Here is the NBA Draft Fast Five.
ONE: What Do We Know About The Utah Jazz?
One topic that is not discussed at length about teams rebuilding is that they get to make a lot of radical changes to get in position for their vision. Whether that vision is building through the draft or through free agency, or some combination of the two, teams can clear their roster to create a blank canvas to play with. That is what the Jazz have done. This summer, the team will have only one player under contract who isn’t on a rookie contract.
Marvin Williams has an early termination option ($7.5 million) that he can and will likely exercise, but the core of the team is the draft picks they have made or acquired over the past three years. Derrick Favors, Enes Kanter, Gordon Hayward, Alec Burks, Jeremy Evans and Kevin Murphy are the core of the team. There are no stars in that group, but it’s a cast ready to be taken over and subsequently led. The team has built the roster from the inside-out like a football team builds from the line out with Favors, Kanter and Hayward creating a need on the perimeter.
TWO: What Do They Need?
The past two years have been about the Jazz getting things back on track with the cast they assembled from the Deron Williams trade. In that trade, they avoided a drastic rebuild, but entered into the rebuilding process with some young assets.

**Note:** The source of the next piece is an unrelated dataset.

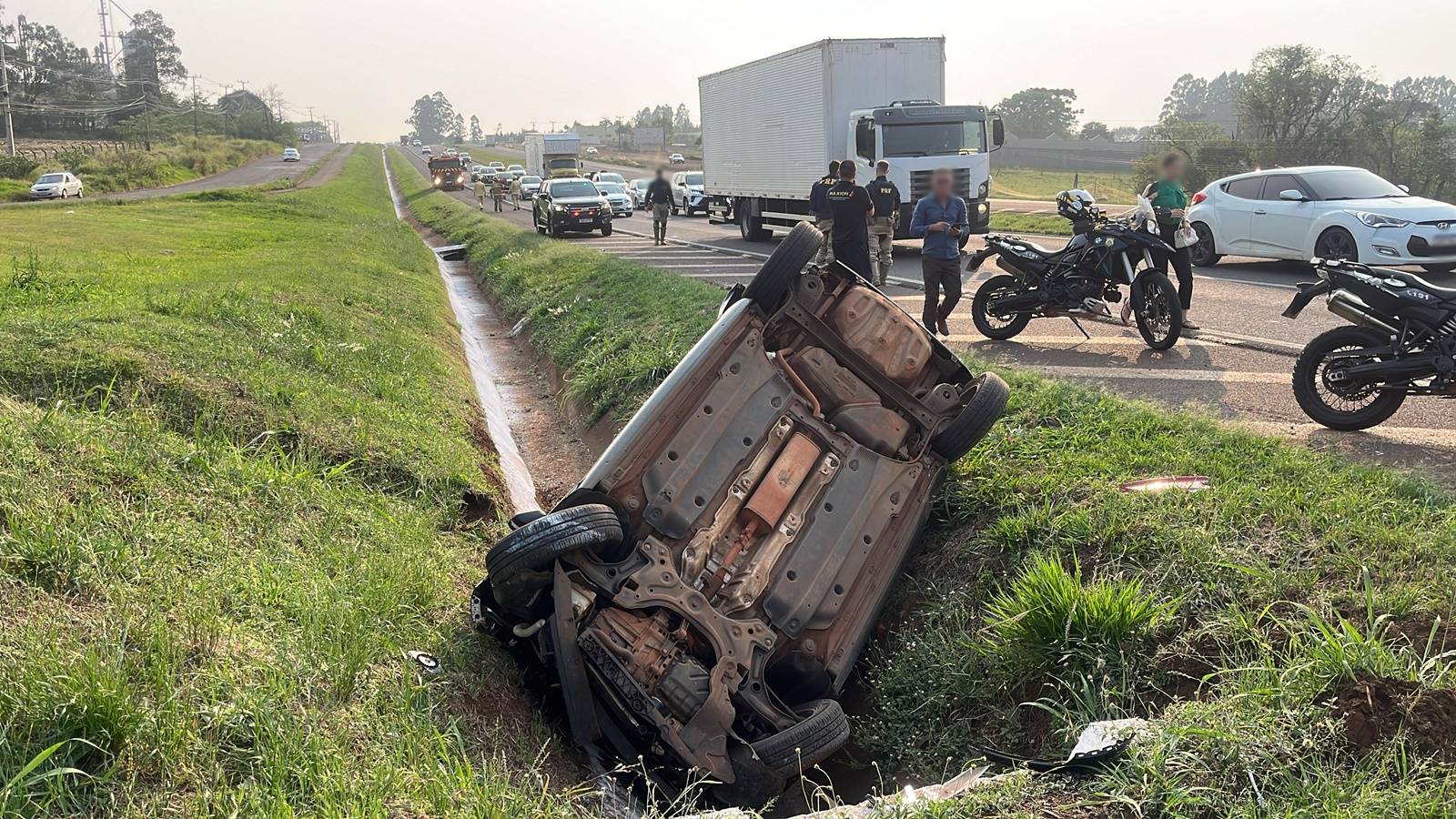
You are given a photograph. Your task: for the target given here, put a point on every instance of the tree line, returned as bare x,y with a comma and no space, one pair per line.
1293,106
58,89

Point guard is the biggest void on the roster, obviously, and will be the focus in the upcoming NBA Draft. Losing Williams left a void that if filled could turn the Jazz into a viable playoff team with the depth of talent on the roster. The organization has a proven track record of building a roster that can compete for the playoffs and have a head coach in Tyrone Corbin that has the ability to lead them there.
THREE: Stock Rising
One of the things Lehigh point guard C.J. McCollum should consider doing with his first rookie paychecks is sending Stephen Curry a modest “thank you.” That is not an indictment on McCollum’s game — he would be a first-round pick, regardless — but the success of Curry has created a “what if?” question to NBA decision-makers on the potential of the small-school scoring dynamo. He is being discussed as high as No. 4 overall, which would be the highest a Patriot League player has gone since “The Admiral” David Robinson went No. 1 overall in 1987.